Tío Ota les aseguró que la película que íbamos a proyectar era de la mejor calidad, e incluso les ofreció entrar gratis. Si no les gustaba la película, no les cobraría. Pero los cinco, con expresión contrariada, sacudieron la cabeza en señal de negativa y se marcharon.

—¿Por qué han venido hasta aquí si no querían ver la película? —preguntó Ranjana—. ¿Solo para burlarse?

Una noche de estreno con tan poco éxito no auguraba nada bueno para el resto de nuestro viaje. Habíamos pagado a la Escuela de Bellas Artes cuatro noches por adelantado con la intención de proyectar no solo
El Valle de la Esmeralda
y
El Bunyip
, sino también otras películas australianas mudas que habíamos alquilado. Tampoco nos levantó el ánimo descubrir que el propietario de la taberna local, que nos proporcionaba el alojamiento, nos estaba cobrando tres veces su tarifa normal.

—No me fío de la gente del mundo del espectáculo —declaró cuando tío Ota se encaró con él cuando descubrimos el timo—. Siempre están ustedes dispuestos a escaparse del pueblo sin pagar.

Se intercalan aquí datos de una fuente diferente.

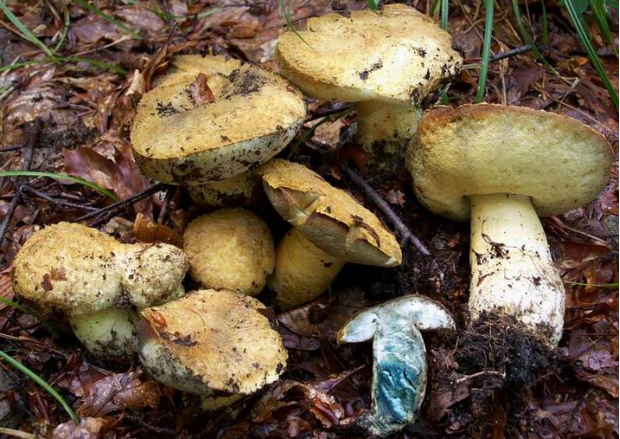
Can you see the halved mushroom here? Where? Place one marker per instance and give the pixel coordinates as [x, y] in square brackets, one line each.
[399, 368]
[502, 167]
[391, 61]
[211, 341]
[330, 228]
[213, 118]
[95, 281]
[230, 249]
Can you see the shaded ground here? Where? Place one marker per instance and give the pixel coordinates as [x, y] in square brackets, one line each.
[86, 104]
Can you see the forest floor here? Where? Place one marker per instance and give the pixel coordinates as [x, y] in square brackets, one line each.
[68, 112]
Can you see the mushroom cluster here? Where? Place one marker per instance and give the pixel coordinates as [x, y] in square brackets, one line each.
[209, 122]
[392, 59]
[97, 282]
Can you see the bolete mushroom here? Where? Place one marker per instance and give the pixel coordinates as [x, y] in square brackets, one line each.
[330, 228]
[95, 280]
[230, 249]
[211, 342]
[399, 354]
[213, 118]
[503, 167]
[392, 59]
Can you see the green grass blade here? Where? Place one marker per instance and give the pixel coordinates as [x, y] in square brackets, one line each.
[27, 310]
[71, 178]
[85, 5]
[444, 13]
[37, 379]
[486, 49]
[289, 25]
[528, 38]
[24, 30]
[65, 30]
[116, 69]
[600, 12]
[580, 27]
[545, 37]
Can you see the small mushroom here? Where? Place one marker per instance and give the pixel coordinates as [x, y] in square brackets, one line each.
[213, 118]
[399, 368]
[330, 228]
[211, 341]
[95, 280]
[391, 61]
[230, 249]
[502, 167]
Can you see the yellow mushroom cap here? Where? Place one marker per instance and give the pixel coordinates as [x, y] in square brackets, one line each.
[329, 217]
[212, 341]
[230, 249]
[68, 267]
[492, 149]
[252, 115]
[80, 270]
[396, 55]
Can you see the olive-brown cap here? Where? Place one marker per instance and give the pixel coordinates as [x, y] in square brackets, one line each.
[211, 341]
[230, 249]
[492, 149]
[329, 217]
[396, 55]
[213, 118]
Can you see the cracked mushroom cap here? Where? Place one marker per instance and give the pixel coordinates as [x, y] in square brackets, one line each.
[211, 341]
[213, 118]
[482, 149]
[396, 55]
[80, 270]
[329, 217]
[230, 249]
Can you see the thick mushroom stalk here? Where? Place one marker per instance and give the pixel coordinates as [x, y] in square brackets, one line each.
[512, 268]
[330, 228]
[384, 129]
[399, 370]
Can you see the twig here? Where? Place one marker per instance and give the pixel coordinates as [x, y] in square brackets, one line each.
[512, 52]
[119, 205]
[403, 230]
[28, 188]
[33, 139]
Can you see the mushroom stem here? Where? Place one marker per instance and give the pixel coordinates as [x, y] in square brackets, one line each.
[303, 271]
[512, 268]
[384, 130]
[110, 333]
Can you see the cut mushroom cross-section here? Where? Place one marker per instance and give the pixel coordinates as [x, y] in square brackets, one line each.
[211, 341]
[391, 60]
[330, 228]
[213, 118]
[502, 167]
[399, 354]
[96, 281]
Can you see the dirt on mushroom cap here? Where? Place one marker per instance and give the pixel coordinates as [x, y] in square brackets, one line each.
[395, 55]
[249, 115]
[329, 217]
[230, 249]
[559, 162]
[221, 338]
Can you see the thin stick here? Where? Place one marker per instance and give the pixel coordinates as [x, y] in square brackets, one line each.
[403, 230]
[119, 205]
[33, 139]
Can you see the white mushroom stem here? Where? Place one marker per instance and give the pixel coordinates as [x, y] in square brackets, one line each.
[512, 268]
[110, 333]
[303, 271]
[385, 129]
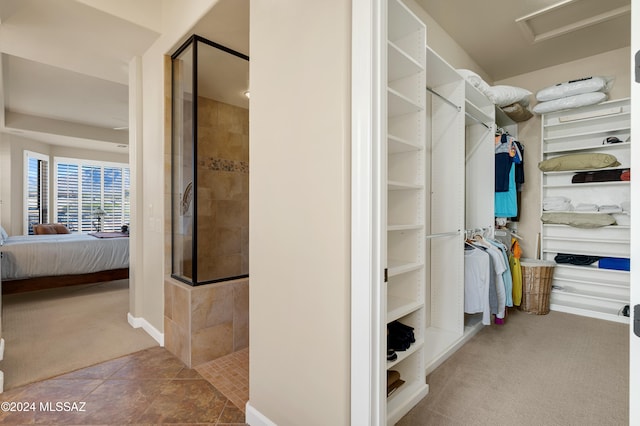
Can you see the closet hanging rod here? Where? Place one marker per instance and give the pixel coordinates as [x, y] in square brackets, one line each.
[442, 234]
[429, 89]
[477, 120]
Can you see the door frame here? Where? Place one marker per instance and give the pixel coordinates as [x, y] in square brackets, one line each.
[634, 341]
[367, 254]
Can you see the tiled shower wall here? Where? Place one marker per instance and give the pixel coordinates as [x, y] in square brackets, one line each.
[205, 322]
[223, 190]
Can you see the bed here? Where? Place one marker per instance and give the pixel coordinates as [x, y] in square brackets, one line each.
[36, 262]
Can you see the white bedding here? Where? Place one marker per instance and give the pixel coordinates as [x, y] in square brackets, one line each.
[28, 256]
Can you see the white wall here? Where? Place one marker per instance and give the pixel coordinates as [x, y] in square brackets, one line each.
[634, 344]
[445, 46]
[12, 172]
[300, 213]
[614, 63]
[148, 153]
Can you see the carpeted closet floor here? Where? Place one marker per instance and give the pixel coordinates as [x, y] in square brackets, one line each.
[536, 370]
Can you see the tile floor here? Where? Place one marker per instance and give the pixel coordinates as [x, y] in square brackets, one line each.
[230, 375]
[148, 387]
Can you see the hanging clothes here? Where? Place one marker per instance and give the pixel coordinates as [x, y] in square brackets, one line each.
[516, 271]
[476, 283]
[507, 155]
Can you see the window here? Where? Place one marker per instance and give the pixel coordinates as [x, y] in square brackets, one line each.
[91, 196]
[36, 190]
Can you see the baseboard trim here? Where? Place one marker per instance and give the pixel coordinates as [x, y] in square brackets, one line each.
[254, 417]
[137, 322]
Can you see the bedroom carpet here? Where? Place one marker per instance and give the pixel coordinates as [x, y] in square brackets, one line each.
[52, 332]
[536, 370]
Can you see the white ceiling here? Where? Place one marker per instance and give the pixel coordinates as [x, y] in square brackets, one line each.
[488, 32]
[64, 65]
[64, 69]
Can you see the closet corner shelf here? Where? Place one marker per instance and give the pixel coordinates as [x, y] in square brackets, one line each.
[584, 135]
[410, 227]
[564, 172]
[399, 145]
[401, 186]
[402, 355]
[589, 184]
[590, 295]
[588, 148]
[400, 104]
[404, 64]
[616, 112]
[397, 267]
[399, 307]
[590, 267]
[477, 112]
[409, 394]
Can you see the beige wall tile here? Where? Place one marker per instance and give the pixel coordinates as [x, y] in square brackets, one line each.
[211, 343]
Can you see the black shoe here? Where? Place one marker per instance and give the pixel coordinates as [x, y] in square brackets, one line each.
[391, 355]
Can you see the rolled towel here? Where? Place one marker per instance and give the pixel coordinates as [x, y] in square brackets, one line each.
[586, 207]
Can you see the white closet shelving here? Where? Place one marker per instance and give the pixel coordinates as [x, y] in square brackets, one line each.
[588, 290]
[405, 200]
[460, 154]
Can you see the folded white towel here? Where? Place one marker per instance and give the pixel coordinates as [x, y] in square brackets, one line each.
[586, 207]
[610, 208]
[557, 204]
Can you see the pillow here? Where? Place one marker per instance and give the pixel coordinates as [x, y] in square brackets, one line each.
[475, 80]
[575, 87]
[578, 162]
[579, 220]
[517, 112]
[50, 228]
[570, 102]
[507, 95]
[3, 235]
[60, 228]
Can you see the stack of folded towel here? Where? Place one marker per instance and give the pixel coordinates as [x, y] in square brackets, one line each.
[573, 94]
[561, 204]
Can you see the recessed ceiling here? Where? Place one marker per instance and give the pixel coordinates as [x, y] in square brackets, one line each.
[65, 64]
[488, 31]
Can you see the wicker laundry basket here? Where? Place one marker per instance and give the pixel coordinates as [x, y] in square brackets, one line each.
[536, 285]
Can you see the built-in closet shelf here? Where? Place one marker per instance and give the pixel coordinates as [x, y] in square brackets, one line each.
[589, 184]
[592, 295]
[410, 393]
[588, 240]
[398, 307]
[398, 267]
[591, 251]
[476, 112]
[399, 104]
[440, 72]
[392, 228]
[587, 135]
[402, 186]
[604, 119]
[567, 303]
[577, 268]
[588, 290]
[570, 283]
[398, 145]
[599, 147]
[402, 355]
[404, 200]
[403, 64]
[570, 172]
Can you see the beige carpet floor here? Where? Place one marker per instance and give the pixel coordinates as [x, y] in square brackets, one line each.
[51, 332]
[539, 370]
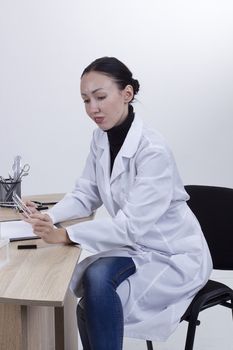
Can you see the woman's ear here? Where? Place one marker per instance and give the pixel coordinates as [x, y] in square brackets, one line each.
[128, 93]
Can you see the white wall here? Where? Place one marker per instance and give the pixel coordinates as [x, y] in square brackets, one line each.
[180, 50]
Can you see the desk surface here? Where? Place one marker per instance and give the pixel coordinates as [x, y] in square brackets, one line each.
[40, 276]
[8, 214]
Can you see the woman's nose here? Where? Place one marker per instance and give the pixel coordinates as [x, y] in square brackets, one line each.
[94, 107]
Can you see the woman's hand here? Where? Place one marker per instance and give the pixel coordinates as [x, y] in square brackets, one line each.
[32, 207]
[43, 227]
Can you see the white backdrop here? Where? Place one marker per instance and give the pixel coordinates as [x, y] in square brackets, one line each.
[180, 50]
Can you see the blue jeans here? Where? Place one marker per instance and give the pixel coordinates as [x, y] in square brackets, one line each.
[100, 313]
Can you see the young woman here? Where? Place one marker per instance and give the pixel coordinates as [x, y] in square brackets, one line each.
[149, 256]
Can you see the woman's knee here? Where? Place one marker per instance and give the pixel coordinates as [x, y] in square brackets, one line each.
[96, 275]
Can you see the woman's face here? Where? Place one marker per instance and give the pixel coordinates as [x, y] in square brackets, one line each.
[105, 103]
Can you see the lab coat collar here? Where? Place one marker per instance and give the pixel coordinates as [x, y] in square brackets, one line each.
[127, 150]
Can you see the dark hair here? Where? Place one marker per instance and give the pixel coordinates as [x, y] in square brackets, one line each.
[115, 69]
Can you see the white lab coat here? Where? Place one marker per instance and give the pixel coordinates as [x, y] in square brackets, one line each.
[149, 221]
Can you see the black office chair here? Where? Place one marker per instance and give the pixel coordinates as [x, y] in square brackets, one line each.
[213, 206]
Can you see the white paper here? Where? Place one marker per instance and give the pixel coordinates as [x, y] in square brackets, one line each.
[16, 230]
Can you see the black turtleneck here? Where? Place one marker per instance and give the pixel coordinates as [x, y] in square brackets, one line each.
[117, 135]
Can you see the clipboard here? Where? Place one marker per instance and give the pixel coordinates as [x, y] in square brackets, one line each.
[17, 230]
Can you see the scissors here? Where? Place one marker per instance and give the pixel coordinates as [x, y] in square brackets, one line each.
[24, 171]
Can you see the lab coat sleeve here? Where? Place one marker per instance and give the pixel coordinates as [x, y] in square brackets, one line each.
[84, 199]
[147, 201]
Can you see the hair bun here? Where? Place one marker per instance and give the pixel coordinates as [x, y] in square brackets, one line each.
[135, 85]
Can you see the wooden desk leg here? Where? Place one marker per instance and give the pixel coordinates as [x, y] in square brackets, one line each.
[10, 327]
[59, 328]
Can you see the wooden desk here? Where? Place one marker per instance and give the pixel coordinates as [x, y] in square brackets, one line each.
[37, 310]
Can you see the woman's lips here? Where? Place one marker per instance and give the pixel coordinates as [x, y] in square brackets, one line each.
[99, 120]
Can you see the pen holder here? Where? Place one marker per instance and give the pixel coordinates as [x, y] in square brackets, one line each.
[7, 188]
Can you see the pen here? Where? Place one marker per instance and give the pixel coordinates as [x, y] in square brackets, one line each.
[27, 246]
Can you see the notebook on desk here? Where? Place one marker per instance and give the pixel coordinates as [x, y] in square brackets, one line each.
[16, 230]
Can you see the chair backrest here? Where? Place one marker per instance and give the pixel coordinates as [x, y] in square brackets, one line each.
[213, 207]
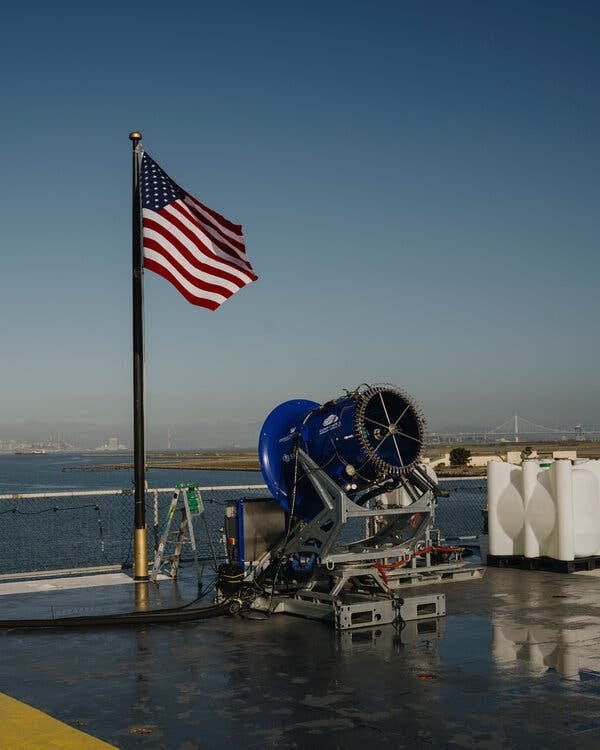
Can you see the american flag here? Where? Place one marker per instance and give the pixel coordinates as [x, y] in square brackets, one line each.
[196, 249]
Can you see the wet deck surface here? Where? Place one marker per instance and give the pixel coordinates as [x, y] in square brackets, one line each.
[515, 664]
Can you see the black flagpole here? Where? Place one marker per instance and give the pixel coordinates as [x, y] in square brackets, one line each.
[140, 570]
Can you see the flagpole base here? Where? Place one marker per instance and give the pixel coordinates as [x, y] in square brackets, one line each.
[140, 549]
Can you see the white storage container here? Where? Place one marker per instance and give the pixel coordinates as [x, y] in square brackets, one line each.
[543, 509]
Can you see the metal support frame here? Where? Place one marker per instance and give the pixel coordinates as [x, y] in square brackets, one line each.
[329, 595]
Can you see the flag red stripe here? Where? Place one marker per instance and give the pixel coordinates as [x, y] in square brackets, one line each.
[193, 259]
[180, 217]
[200, 301]
[200, 252]
[234, 228]
[207, 286]
[233, 255]
[236, 239]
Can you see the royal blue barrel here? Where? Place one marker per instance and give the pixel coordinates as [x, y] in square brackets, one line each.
[368, 436]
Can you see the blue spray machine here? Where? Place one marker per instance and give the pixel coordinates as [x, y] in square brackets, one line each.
[350, 517]
[368, 439]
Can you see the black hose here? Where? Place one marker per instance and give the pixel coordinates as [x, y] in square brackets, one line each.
[184, 613]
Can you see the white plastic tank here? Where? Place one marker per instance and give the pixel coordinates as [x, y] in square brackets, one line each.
[544, 509]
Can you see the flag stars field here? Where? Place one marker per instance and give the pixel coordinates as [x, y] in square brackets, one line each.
[199, 251]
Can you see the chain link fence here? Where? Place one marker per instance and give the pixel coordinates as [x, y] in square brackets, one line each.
[91, 530]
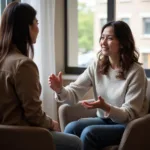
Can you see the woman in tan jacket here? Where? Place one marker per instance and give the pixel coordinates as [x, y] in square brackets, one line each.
[19, 77]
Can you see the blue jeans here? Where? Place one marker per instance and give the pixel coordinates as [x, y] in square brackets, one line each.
[96, 133]
[66, 141]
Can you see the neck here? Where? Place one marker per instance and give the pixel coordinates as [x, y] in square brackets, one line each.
[114, 62]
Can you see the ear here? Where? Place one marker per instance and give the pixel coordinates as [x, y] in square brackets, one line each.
[121, 46]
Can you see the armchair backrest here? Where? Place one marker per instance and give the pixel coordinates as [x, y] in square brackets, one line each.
[148, 93]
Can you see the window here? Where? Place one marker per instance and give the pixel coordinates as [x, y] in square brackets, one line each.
[136, 16]
[125, 20]
[146, 26]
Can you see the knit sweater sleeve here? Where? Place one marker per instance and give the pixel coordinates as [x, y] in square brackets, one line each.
[74, 92]
[134, 99]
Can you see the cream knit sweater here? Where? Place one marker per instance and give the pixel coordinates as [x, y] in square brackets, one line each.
[126, 97]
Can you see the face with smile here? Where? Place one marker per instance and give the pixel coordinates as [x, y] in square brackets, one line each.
[109, 43]
[34, 30]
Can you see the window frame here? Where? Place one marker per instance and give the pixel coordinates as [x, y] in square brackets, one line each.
[4, 3]
[110, 16]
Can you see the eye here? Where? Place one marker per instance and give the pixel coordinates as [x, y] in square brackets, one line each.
[102, 37]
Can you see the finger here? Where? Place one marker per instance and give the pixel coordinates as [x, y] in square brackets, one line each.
[101, 99]
[60, 76]
[87, 105]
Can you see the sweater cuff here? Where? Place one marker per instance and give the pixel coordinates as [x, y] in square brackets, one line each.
[60, 97]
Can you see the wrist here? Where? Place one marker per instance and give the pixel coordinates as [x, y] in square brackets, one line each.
[52, 126]
[59, 91]
[107, 108]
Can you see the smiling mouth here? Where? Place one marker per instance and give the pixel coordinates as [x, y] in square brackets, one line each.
[104, 49]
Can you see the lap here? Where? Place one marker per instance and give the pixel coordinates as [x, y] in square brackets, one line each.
[66, 141]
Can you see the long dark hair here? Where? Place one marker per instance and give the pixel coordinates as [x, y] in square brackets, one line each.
[14, 29]
[128, 52]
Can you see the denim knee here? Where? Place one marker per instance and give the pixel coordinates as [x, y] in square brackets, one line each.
[73, 128]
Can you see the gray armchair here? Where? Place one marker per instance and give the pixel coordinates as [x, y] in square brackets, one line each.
[25, 138]
[135, 137]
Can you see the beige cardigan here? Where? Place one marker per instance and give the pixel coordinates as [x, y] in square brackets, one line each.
[20, 91]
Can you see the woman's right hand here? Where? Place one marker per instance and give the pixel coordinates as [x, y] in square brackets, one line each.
[55, 82]
[55, 126]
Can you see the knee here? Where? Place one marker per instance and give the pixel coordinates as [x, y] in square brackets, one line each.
[71, 127]
[77, 142]
[86, 133]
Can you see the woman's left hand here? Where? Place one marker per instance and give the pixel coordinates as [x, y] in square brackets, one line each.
[100, 103]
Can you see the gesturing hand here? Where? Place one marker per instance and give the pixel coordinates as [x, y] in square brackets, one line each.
[55, 82]
[55, 126]
[100, 103]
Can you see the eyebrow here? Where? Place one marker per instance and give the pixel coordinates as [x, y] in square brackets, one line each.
[108, 34]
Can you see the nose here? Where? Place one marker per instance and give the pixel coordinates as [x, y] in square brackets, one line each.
[104, 41]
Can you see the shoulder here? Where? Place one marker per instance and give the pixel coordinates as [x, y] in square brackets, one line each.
[136, 72]
[135, 68]
[15, 60]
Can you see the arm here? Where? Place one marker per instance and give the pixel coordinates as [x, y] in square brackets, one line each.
[28, 90]
[135, 104]
[76, 90]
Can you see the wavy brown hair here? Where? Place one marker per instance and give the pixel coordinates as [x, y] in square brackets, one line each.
[128, 52]
[14, 29]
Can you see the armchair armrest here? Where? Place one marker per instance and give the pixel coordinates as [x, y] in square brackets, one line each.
[25, 138]
[136, 135]
[69, 113]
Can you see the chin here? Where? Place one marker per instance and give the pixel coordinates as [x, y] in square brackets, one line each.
[105, 53]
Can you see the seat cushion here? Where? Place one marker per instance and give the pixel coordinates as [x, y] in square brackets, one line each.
[115, 147]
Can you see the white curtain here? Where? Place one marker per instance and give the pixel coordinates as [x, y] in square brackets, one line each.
[45, 50]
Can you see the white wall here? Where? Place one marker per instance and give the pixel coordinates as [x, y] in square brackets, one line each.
[59, 35]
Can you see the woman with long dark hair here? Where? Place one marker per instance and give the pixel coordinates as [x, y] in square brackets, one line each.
[119, 86]
[19, 77]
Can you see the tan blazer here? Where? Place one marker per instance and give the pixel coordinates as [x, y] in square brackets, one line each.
[20, 91]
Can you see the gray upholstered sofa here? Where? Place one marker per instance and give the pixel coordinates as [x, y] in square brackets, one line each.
[135, 137]
[25, 138]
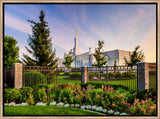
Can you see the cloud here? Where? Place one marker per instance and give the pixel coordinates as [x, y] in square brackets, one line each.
[17, 24]
[149, 44]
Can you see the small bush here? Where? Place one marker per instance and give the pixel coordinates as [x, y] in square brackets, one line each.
[129, 74]
[111, 75]
[11, 95]
[33, 78]
[26, 95]
[118, 75]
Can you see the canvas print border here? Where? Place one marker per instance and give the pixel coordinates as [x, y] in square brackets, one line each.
[79, 1]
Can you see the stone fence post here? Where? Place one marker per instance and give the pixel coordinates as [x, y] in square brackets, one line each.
[84, 73]
[18, 68]
[142, 75]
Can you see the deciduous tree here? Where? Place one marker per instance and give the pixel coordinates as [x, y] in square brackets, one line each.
[40, 46]
[11, 51]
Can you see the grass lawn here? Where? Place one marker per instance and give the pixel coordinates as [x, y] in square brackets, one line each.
[45, 110]
[152, 82]
[130, 83]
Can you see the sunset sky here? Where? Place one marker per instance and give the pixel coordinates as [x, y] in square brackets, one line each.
[121, 26]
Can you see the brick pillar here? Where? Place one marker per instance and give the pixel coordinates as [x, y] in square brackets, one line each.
[142, 75]
[18, 75]
[84, 73]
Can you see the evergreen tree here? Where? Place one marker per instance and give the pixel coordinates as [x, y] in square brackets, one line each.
[100, 58]
[115, 65]
[68, 59]
[40, 45]
[11, 51]
[137, 56]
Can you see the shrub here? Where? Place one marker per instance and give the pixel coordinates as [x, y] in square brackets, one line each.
[67, 95]
[11, 95]
[129, 74]
[111, 75]
[26, 95]
[33, 78]
[118, 75]
[143, 107]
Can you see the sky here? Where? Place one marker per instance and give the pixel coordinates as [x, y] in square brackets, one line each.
[121, 26]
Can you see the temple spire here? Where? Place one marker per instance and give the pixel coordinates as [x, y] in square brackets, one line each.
[76, 49]
[76, 33]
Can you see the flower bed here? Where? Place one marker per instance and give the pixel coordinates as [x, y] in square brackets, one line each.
[105, 97]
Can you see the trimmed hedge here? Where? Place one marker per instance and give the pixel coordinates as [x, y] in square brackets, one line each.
[33, 78]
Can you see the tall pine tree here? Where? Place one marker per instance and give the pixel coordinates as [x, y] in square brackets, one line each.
[100, 58]
[40, 45]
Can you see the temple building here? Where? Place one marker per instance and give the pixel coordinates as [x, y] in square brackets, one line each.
[87, 58]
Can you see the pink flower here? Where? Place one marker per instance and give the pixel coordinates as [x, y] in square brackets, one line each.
[113, 104]
[135, 93]
[152, 107]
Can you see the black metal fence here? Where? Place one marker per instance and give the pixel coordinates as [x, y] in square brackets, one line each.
[69, 75]
[120, 75]
[8, 77]
[33, 75]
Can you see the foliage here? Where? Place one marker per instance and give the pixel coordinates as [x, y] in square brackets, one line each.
[11, 51]
[115, 65]
[129, 74]
[40, 45]
[26, 95]
[137, 56]
[117, 99]
[111, 75]
[118, 75]
[45, 110]
[143, 107]
[11, 95]
[33, 78]
[100, 58]
[68, 59]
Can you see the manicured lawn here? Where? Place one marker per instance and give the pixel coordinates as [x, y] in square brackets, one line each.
[130, 83]
[45, 110]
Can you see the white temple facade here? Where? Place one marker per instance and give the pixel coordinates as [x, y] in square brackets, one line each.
[87, 58]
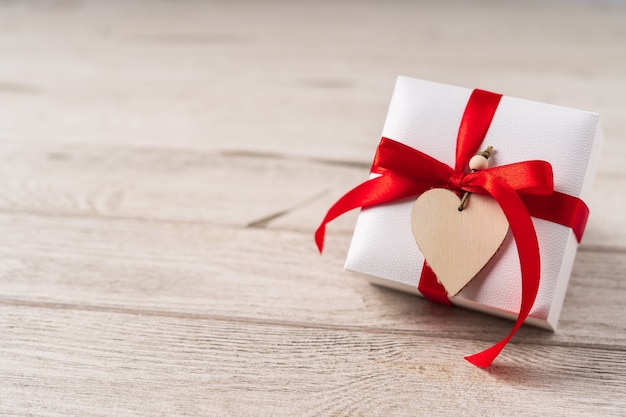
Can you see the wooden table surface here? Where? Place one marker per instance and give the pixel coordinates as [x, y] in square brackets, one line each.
[164, 165]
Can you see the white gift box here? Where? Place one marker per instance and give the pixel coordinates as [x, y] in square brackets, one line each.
[426, 116]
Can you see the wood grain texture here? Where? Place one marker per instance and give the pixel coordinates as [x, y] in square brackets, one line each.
[163, 167]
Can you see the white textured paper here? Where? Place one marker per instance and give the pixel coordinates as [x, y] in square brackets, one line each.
[426, 116]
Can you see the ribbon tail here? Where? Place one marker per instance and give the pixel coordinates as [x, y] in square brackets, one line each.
[525, 236]
[430, 287]
[559, 208]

Andábamos preguntándonos si debíamos dar la gira por perdida cuando se me ocurrió una idea.

—¿Por qué no sustituimos las escenas de Watsons Bay en
El Bunyip
por fragmentos grabados aquí? —propuse—. La gente es muy vanidosa. Seguramente acudirán a verse a sí mismos y los sitios en los que viven, ¿no?

Al día siguiente nos preparamos para filmar el pueblo con nuestras cámaras. El panadero y el encargado de la tienda de alimentación accedieron amablemente a que rodáramos exteriores de sus establecimientos, pero el resto de los habitantes del pueblo fueron muy desagradables. Me acerqué a un grupo de hombres para pedirles que actuaran de extras, pero me dieron la espalda. Las mujeres reaccionaron exactamente con la misma frialdad, incluso cuando intenté mostrarme encantadora con ellas.

—Qué vestido tan bonito —comenté acercándome a una mujer que estaba de pie junto a la oficina de correos—. Quedaría estupendamente en nuestra película.

La mujer se giró sobre sus talones y se introdujo en la oficina de correos sin apenas echar la vista atrás.

—Nosotros sí saldremos en su película —dijo una voz a mi espalda.

Me volví y vi a un grupo de muchachos de pie detrás de mí. El portavoz parecía tener aproximadamente nueve años, pelo rubio rojizo y una mancha de suciedad en la nariz. El resto mostraba un aspecto de lo más heterogéneo, con los botones de las camisas mal abrochados y los calcetines bajados. Hugh sugirió que los rodáramos jugando al críquet.

—Tomad —les dijo tío Ota más tarde mientras les entregaba entradas a los muchachos—. Venid a la primera sesión del sábado. Es gratis.

Tío Ota se apresuró a marcharse a Thirroul para revelar los copiones. Teníamos curiosidad por ver cómo encajaría el pueblo en el argumento, aunque tuvimos que mantener las escenas de la playa que habíamos grabado en Watsons Bay y en un fotograma se veía un ferry cruzando el puerto.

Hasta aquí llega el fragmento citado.